Manolo Portanova è il centrocampista 22enne, attualmente in forza al Genoa, accusato del reato di violenza sessuale di gruppo. Il giocatore e altre persone sono finite sotto processo, davanti ai giudici del Tribunale di Siena, dopo quanto denunciato da una ragazza.
Per il calciatore si pare uno scenario arrivato in seguito alla decisione di indire il rito abbreviato. A stabilire la decisione è Ilaria Cornetti, giudice per le udienze preliminari, con tanto di lettura della sentenza.
Manolo Portanova, la sentenza dopo il processo con l’accusa di violenza | Cosa ha deciso il giudice
Durante la mattinata di martedì 6 dicembre 2022, il tribunale di Siena ha emesso la sentenza in seguito alla richiesta di rito abbreviato, così come richiesto da Gabriele Bordoni, avvocato del calciatore rossoblù. Inflitta una condanna a sei anni, stessa cosa per lo zio Alessio Langella. Rinviato invece a giudizio Alessandro Capiello, indagato che ha scelto il rito ordinario. Manolo Portanova ha assistito personalmente all’udienza, insieme ai propri legali, svolta a porte chiuse.

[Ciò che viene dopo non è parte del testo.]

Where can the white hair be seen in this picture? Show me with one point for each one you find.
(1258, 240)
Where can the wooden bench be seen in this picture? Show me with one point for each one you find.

Condannato il giocatore, insieme ad un altro imputato, ad un risarcimento di 100mila euro alla ragazza, 20mila euro alla madre e 10mila da devolvere all’associazione senese Donna chiama Donna che si è costituita parte civile. Portanova è stato ritenuto colpevole di violenza sessuale di gruppo ai danni di una studentessa romana 21enne. Per un quarto indagato, all’epoca ancora minorenne, servirà il giudizio da parte del Tribunale dei minori di Firenze.
La ricostruzione dell’episodio
Tutto risale alla notte fra il 30 e il 31 maggio 2021 con un episodio presumibilmente avvenuto nel centro storico di Siena. A riportare la notizia è il Corriere della Sera. Portanova e la ragazza si sarebbero appartati, poi l’intervento degli altri e da lì sarebbe iniziata la violenza di gruppo. Gli inquirenti hanno cercato video, foto e messaggi sui vari telefono, cosa però smentita dalle indagini, da qui la decadenza dell’ipotesi del reato di revenge porn.
Durante il primo periodo d’indagine erano stati disposti gli arresti domiciliari, in seguito alla denuncia della ragazza, poi successivamente revocati. Il provvedimento era valido soltanto per gli indagati maggiorenni.